Gerhard Ulrich verwies darauf, dass in einer Zeit des harten globalen Wettbewerbs Wirtschaftlichkeit zunehmend von kurzen Liegezeiten abhinge und Seeleute in einem weltweiten Konkurrenzkampf um ihre Arbeitsplätze stünden. Der Landesbischof betonte: „Die Welt der Wirtschaft ist kein verantwortungsfreier Raum. Gerade weil alles ökonomische Handeln seinen Preis hat, muss immer wieder betont werden, dass jeder Mensch einen unveräußerlichen Wert besitzt. Wirtschaft, auch Seewirtschaft soll dem Menschen dienen – nicht umgekehrt.“
Klaus Schroeter, Leiter der Bundesfachgruppe Schifffahrt bei ver.di, betonte am Rande der Begegnung: „Die deutschen Seeleute befinden sich in schwerer See.“ Zahlreiche Seeleute hätten trotz staatlicher Subventionen für die Reeder in den vergangenen drei Jahren ihre Arbeit verloren. Schroeter kritisierte eine „einseitige Interessenpolitik zu Lasten der Seeleute und des maritimen Know-how in Deutschland“.

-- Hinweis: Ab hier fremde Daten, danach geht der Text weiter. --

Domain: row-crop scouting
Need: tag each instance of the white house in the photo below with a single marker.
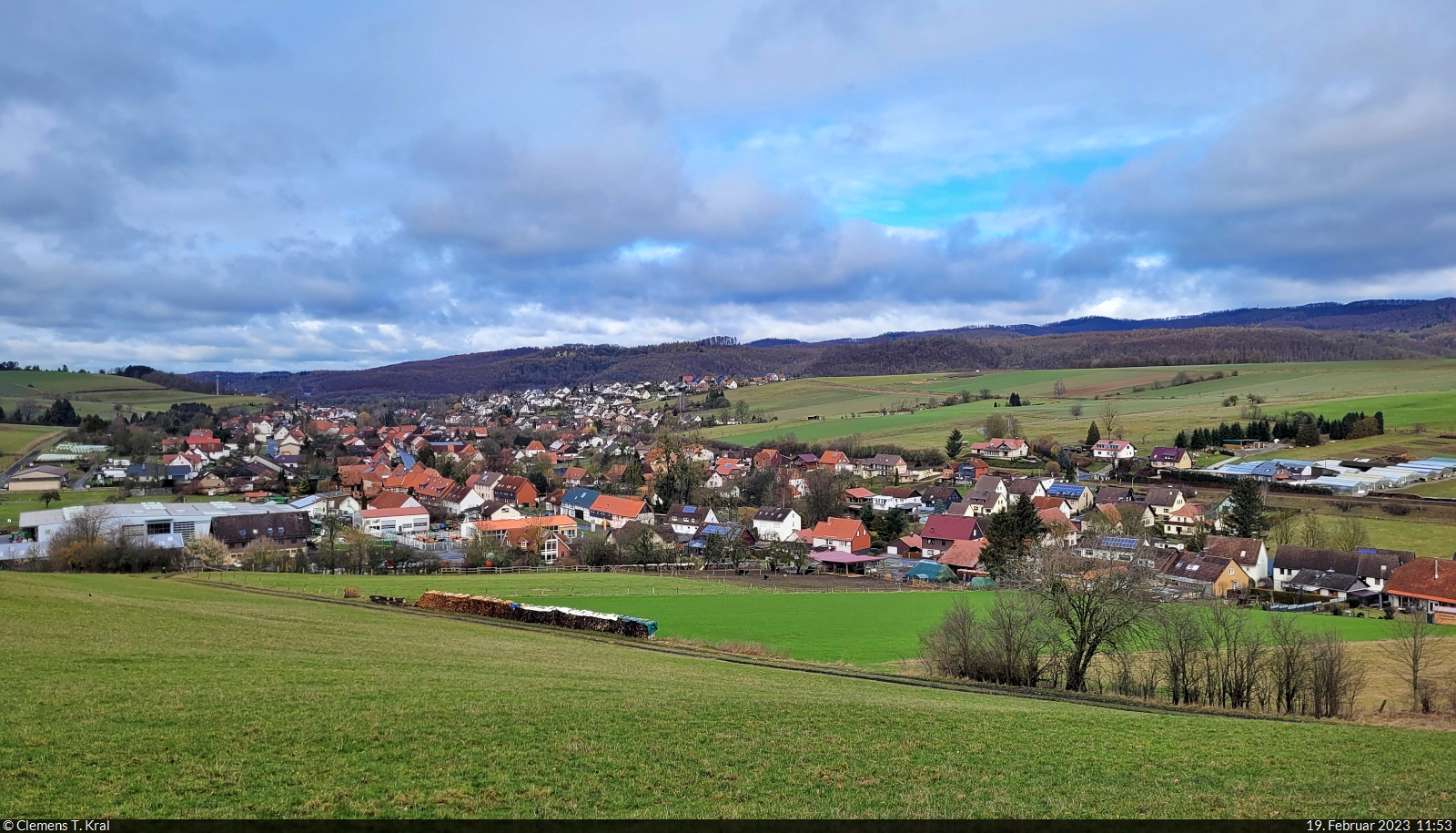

Kapitän Rörd Braren, Reeder und Vorsitzender der Arbeitsgemeinschaft Ausbildung und Soziales im Verband Deutscher Reeder unterstrich: „Seeleute jeglicher Nationalität benötigen für ihre internationale Tätigkeit einen besonderen Schutz.“ Dafür würden in der Schifffahrtsindustrie global harmonisierte Standards für Sicherheit, Umweltschutz, Ausbildung sowie Arbeits- und Sozialbedingungen gelten und regelmäßig überprüft werden.“
Eckhardt Rehberg, Vorsitzender der Landesgruppe Mecklenburg-Vorpommern der CDU/CSU-Bundestagsfraktion, sagte in der Diskussion: „Der globale Wettbewerb darf nicht zu einer Verschlechterung der Arbeits- und Lebensbedingungen der Seeleute führen.“ Er erinnerte an das 2015 geänderte Seearbeitsgesetz. „Mit diesem Gesetz verbessern wir die Arbeits-und Lebensbedingungen der Seeleute weiter und verpflichten zum Beispiel die Reeder zum Abschluss von Versicherungen. Wir schaffen damit erstmals ein effektives System der finanziellen Sicherheit.“
Ansprechpartnerin für die Seeleute in insgesamt 32 Häfen im In- und Ausland ist die Deutsche Seemannsmission e.V. Generalsekretärin Heike Proske: „Getreu unserem Leitbild ‚Seemannsmission beginnt mit der Entdeckung, dass Menschen an Bord von Schiffen arbeiten und leben‘ ist uns jeder Seemann und jede Seefrau wichtig, unabhängig vom Dienstgrad, von Nationalität, Religion oder Kultur.“ Seeleute seien weder zu „transportierendes Material“ noch Wirtschaftsgut an Bord eines Schiffes.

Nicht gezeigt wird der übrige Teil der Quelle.